La “Venere degli stracci” di Michelangelo Pistoletto, realizzata nel 1967, è una delle opere più famose dell'artista biellese (nato nel 1933 ed esponente di spicco della corrente rubricata nei manuali come “arte povera). La scultura può essere definita vagante, sia nel senso della “vaghezza” costitutiva dei suoi significati, sia nella sua dislocazione spaziale, visto che ne esistono più esemplari e per giunta concepiti per muoversi, migrare e dunque interagire con i contesti che la ospitano. L'idea di farla arrivare a Bolzano è di Manuel Canelles, artista poliedrico e a sua volta “vagante”, “migrante” tra generi diversi (teatro, video, istallazioni, performance), il quale è riuscito ad attivare altri soggetti più stanziali, come la Piattaforma delle Resistenze, il Teatro Cristallo, il Liceo Pascoli, l'Università di Bolzano e l'associazione OfficineVispa, coinvolgendoli in un progetto, dal titolo provvisorio “Aspettando Venere”, che si materializzerà tra i primi mesi di luglio (una data precisa non è ancora disponibile, ma sicuramente entro i primi dieci giorni del mese) e ottobre.

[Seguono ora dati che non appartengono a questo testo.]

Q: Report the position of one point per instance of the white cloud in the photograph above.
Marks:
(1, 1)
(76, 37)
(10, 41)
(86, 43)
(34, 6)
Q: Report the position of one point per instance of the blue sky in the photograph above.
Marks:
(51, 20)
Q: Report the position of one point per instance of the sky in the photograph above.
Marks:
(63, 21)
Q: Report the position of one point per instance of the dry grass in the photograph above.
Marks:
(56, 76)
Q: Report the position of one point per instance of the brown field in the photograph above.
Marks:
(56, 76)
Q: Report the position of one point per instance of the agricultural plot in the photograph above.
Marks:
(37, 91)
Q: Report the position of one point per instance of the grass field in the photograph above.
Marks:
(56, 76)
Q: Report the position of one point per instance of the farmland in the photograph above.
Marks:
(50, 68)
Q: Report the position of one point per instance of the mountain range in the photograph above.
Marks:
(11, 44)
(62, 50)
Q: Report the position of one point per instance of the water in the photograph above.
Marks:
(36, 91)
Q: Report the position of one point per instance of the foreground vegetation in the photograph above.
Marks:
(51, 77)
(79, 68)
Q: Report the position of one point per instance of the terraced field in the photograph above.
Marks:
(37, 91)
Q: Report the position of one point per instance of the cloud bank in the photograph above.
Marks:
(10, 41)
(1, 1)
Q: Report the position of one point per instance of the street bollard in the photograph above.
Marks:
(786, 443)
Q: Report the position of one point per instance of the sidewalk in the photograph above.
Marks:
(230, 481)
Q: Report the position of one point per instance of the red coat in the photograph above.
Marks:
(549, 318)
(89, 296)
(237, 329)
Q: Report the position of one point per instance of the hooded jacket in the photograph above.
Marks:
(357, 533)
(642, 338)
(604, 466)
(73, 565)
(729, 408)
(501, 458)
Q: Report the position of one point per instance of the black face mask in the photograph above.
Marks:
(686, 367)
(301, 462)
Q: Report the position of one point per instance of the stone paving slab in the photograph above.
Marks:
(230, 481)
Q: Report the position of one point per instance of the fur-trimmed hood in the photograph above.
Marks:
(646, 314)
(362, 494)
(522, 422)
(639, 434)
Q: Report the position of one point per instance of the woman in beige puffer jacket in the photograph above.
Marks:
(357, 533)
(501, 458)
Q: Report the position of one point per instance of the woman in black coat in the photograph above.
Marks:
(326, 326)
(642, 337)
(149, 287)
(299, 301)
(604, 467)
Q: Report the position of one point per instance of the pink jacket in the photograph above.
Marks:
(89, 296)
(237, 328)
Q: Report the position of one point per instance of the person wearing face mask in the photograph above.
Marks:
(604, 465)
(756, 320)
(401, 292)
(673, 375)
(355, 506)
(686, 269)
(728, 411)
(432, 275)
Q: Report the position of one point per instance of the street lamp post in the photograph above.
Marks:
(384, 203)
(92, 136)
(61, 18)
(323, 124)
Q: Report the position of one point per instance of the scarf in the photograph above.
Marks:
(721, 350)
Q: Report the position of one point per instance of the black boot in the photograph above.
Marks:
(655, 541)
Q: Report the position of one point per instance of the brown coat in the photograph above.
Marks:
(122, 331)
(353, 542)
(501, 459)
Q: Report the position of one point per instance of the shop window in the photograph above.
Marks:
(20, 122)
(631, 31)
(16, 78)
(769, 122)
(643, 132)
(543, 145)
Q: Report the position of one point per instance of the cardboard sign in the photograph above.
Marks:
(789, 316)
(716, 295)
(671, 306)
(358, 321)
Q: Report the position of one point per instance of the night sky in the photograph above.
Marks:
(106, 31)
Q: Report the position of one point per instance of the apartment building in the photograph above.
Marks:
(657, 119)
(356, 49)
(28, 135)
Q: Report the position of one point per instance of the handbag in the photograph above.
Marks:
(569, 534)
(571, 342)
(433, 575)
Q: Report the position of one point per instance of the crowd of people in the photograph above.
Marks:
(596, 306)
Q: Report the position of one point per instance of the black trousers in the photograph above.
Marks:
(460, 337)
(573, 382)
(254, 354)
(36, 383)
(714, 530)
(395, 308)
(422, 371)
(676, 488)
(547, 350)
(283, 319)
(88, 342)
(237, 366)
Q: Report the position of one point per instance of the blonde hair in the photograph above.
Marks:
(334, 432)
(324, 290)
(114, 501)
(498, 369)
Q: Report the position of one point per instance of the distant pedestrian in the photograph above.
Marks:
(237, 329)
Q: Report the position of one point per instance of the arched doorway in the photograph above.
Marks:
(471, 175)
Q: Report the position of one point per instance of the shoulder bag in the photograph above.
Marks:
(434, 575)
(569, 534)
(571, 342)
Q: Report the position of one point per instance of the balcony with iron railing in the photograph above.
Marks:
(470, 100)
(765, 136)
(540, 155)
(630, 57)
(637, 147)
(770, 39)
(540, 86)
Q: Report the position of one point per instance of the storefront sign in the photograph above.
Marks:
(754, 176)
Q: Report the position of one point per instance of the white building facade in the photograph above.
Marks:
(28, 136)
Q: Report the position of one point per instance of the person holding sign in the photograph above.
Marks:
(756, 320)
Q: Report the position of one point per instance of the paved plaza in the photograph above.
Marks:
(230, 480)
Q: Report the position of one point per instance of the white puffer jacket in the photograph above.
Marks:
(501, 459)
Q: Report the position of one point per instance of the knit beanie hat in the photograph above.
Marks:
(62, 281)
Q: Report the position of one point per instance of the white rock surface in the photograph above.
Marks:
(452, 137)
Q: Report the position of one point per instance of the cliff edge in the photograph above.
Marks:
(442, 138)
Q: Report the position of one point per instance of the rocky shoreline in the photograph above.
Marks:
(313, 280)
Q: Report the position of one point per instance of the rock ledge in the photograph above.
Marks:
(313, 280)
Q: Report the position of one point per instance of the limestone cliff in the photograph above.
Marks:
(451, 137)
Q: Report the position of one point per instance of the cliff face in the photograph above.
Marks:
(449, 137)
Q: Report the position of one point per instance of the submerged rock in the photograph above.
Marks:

Proprio in un laboratorio del Liceo Pascoli, giovedì 14 giugno, Caselles, Nazario Zambaldi, la professoressa Mariella Cocca e alcuni studenti della classe 4 D (indirizzo artistico) hanno intrattenuto i convenuti sul senso dell'operazione. Telegrafico Zambaldi (Liceo Pascoli, Teatro Pratiko), il quale ha richiamato la differenza tra Democrazia e Demopraxia, in pratica la prevalenza del fare artistico su ogni esercizio di potere, e soprattutto ha annuciato che alla fine di settembre – dal 25 al 27 – Pistoletto verrà in provincia di Bolzano per tre giorni d'incontri e conferenze, nonché per inaugurare nella scuola un murales e una galleria espositiva (“Escape”). A Caselles è toccato invece il compito di illustrare più nel dettaglio le tappe dell'epifania della Venere. “La Venere è un pretesto – ha spiegato – per mostrare come l'arte possa diventare uno strumento di riflessione invertendo il movimento consueto con il quale noi siamo abituati a fruirne. In questo caso il movimento non è più quello del pubblico verso l'arte, come accade quando visitiamo un museo, ma è proprio lei, è l'arte che si muove dal suo ipotetico centro e viaggia verso la periferia, così come il candore classico e remoto della Venere si immerge nella policromia contemporanea degli scarti e degli stracci. Per questo, quando questa grande scultura, alta quasi tre metri, arriverà da Ventimiglia, dove adesso si trova, prima la lasceremo imballata, probabilmente negli spazi dell'ex Alimarket, e poi sarà collocata dietro l'Università, per rimanere nei pressi della Facoltà di design fino ad ottobre”.

Cinquant’anni fa – ha detto una volta Pistoletto accompagnando la sua creazione a Lampedusa, uno dei luoghi simbolici della frontiera tra mondi e uomini diversi, ma anche tra disperazione e speranza – realizzai la Venere degli stracci. Gli stracci rappresentano il passaggio delle persone dentro tutti questi vestiti, questi vestiti ormai degradati. La Venere, venendo dal passato come simbolo di bellezza e di speranza, ridà vita, rigenera questi stracci”. L'esibizione della Venere di Pistoletto non sarà così fine a se stessa: nella cavea in cui verrà collocata si organizzeranno spettacoli, performance, interventi su vari temi d'attualità.

La cornice di riflessione complessiva, lo sfondo sul quale va a incastonarsi anche l'operazione della Venere – hanno spiegato infine gli organizzatori – dev'essere ricercata nell'ultima direttrice del lavoro di Pistoletto, raccolta nel simbolo del “Terzo Paradiso”. Esso rappresenta “l’impegno a realizzare un mondo sostenibile e rinnovato”, come sintesi o conciliazione tra il mondo della natura (primo paradiso) e dell'artificio (secondo paradiso). Utopia dell'arte come impegno civile, dunque, auspicando la nascita di un nuovo livello di civiltà planetaria, in cui l’artificio restituisce vita alla Terra e ci fa assumere la responsabilità di rifondare i principi ed i comportamenti etici, affinché al genere umano possa essere data la possibilità di sopravvivere.